Menu

IPO DIVA, Emiten Startups Kelima Di BEI Yang Jadi Incaran Investor

Alia Tarmizi

Tak mudah bagi perusahaan rintisan untuk menjajal lantai pasar saham. Namun, itu tak menyurutkan langkah IPO PT Distribusi Voucher Nusantara (DIVA).

Emiten digital PT Distribusi Voucher Nusantara Tbk. akhirnya resmi melantai di Bursa Efek Indonesia (BEI). Meski usianya belum satu abad, emiten dengan sandi DIVA tersebut percaya diri untuk kian berkembang setelah mengantongi dana hasil penawaran umum saham perdana (IPO).

Saat pertama kali diperdagangkan, harga saham DIVA langsung melonjak 13.56% dari harga penawaran perdananya. Emiten ke-614 atau ke-52 pada 2018 tersebut ditawarkan dengan harga Rp2,950 pada saat bookbuilding, dari rentang harga Rp2,800—Rp3,750.

"Kami ingin memberikan ruang pada investor untuk bisa mengeksekusi saham DIVA dengan harga yang baik. Ini karena kami melakukan bookbuilding di saat kondisi pasar sedang rentan," ungkap Komisaris Distribusi Voucher Nusantara, Suryandy Jahja.

Dengan kenaikan 13.56% saat dibuka, harga saham DIVA mencapai Rp3,350. Saat bookbuilding, manajemen pun sebenarnya telah mengantongi kelebihan permintaan sebesar 5.6 kali.

Dengan harga penawaran tersebut, DIVA yang melepas 400 juta saham akan mengantongi Rp632 miliar.

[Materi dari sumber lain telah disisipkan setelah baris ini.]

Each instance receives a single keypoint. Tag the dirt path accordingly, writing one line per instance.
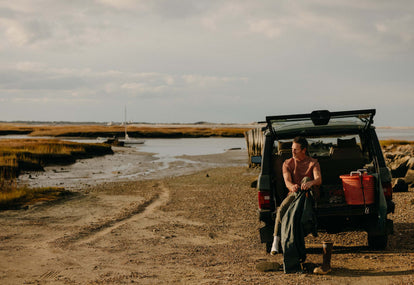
(194, 229)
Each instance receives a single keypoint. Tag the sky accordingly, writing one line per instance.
(172, 61)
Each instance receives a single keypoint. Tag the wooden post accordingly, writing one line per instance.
(254, 141)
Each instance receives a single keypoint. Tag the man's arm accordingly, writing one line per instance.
(316, 182)
(287, 176)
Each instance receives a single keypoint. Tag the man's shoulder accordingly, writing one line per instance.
(289, 160)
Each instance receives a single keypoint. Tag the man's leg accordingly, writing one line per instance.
(278, 222)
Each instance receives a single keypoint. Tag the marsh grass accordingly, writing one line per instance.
(146, 131)
(395, 142)
(32, 154)
(14, 197)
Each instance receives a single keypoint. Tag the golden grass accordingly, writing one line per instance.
(33, 154)
(118, 130)
(395, 142)
(15, 154)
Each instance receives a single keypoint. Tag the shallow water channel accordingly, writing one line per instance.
(154, 159)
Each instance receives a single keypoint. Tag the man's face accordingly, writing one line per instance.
(297, 152)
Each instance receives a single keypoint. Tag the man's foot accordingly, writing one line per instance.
(319, 270)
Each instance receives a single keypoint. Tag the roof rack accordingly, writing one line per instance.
(322, 117)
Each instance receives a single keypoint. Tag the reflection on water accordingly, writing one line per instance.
(193, 146)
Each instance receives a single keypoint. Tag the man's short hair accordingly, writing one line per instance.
(302, 141)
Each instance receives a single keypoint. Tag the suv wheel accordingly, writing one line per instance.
(377, 241)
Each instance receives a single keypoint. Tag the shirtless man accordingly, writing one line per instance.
(301, 172)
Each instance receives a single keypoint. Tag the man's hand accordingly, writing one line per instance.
(295, 188)
(307, 185)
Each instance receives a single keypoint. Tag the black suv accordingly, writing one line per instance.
(347, 147)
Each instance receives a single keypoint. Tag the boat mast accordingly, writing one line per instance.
(126, 134)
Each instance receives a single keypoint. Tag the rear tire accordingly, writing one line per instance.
(377, 242)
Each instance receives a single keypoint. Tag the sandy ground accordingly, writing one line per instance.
(189, 224)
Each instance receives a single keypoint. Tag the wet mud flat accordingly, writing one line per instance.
(182, 225)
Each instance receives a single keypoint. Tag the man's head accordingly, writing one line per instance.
(299, 148)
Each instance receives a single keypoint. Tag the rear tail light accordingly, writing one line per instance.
(387, 187)
(264, 200)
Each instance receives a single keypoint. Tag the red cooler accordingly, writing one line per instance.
(354, 193)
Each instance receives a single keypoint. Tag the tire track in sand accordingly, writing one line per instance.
(94, 231)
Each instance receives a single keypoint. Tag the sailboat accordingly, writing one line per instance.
(127, 140)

Sebesar 55% dana tersebut akan digunakan untuk modal kerja, 40% akan digunakan untuk pengembangan operasi dan teknologi informasi perseroan, sedangkan sisanya untuk operasional perseroan.

Raymond Loho, Direktur Utama Distribusi Voucher Nusantara, menyebut setelah IPO ini DIVA akan kian gencar melakukan pengembangan platform dan infrastruktur. Perseroan fokus pada pengembangan tiga lini digital, yaitu finansial, telekomunikasi, dan pariwisata.

"Kami memiliki visi untuk menjadi perusahaan teknologi yang dapat tumbuh pesat. Dengan memperkuat infrastruktur, kami akan memperluas jaringan bisnis. Visi kami sejalan dengan program pemerintah untuk digitalisasi 8 juta UMKM," kata Raymond.

 

Bisnis UMKM dan Jaringan Internet

Hingga akhir tahun, DIVA menargetkan dapat membentuk ekosistem dengan 18,000 UMKM dari saat ini 17,000 unit. Bisnis perseroan yaitu menyiapkan sistem digital yang akan memudahkan UMKM bertransisi menjadi cashless dan lebih mudah menata keuangannya.

Lini bisnis ini sangat prospektif mengingat pemerintah menargetkan digitalisasi 8 juta UMKM pada 2020. Untuk mencapai target itu, pemerintah menggandeng perusahaan-perusahaan digital dan akselerator seperti DIVA.

DIVA pun telah memiliki fasilitas chat bot digital payment yang memungkinkan individu dapat melakukan pembelian dan pembayaran tagihan seperti voucher pulsa, listrik dan air, serta pembayaran untuk pembelian maskapai.

Baru-baru ini, DIVA juga meluncurkan layanan Intelligent Instant Messaging (IIM) yang memungkinkan pelanggannya membeli paket internet untuk bepergian ke luar negeri. DIVA juga menggandeng sejumlah operator untuk paket bundling internet di luar negeri.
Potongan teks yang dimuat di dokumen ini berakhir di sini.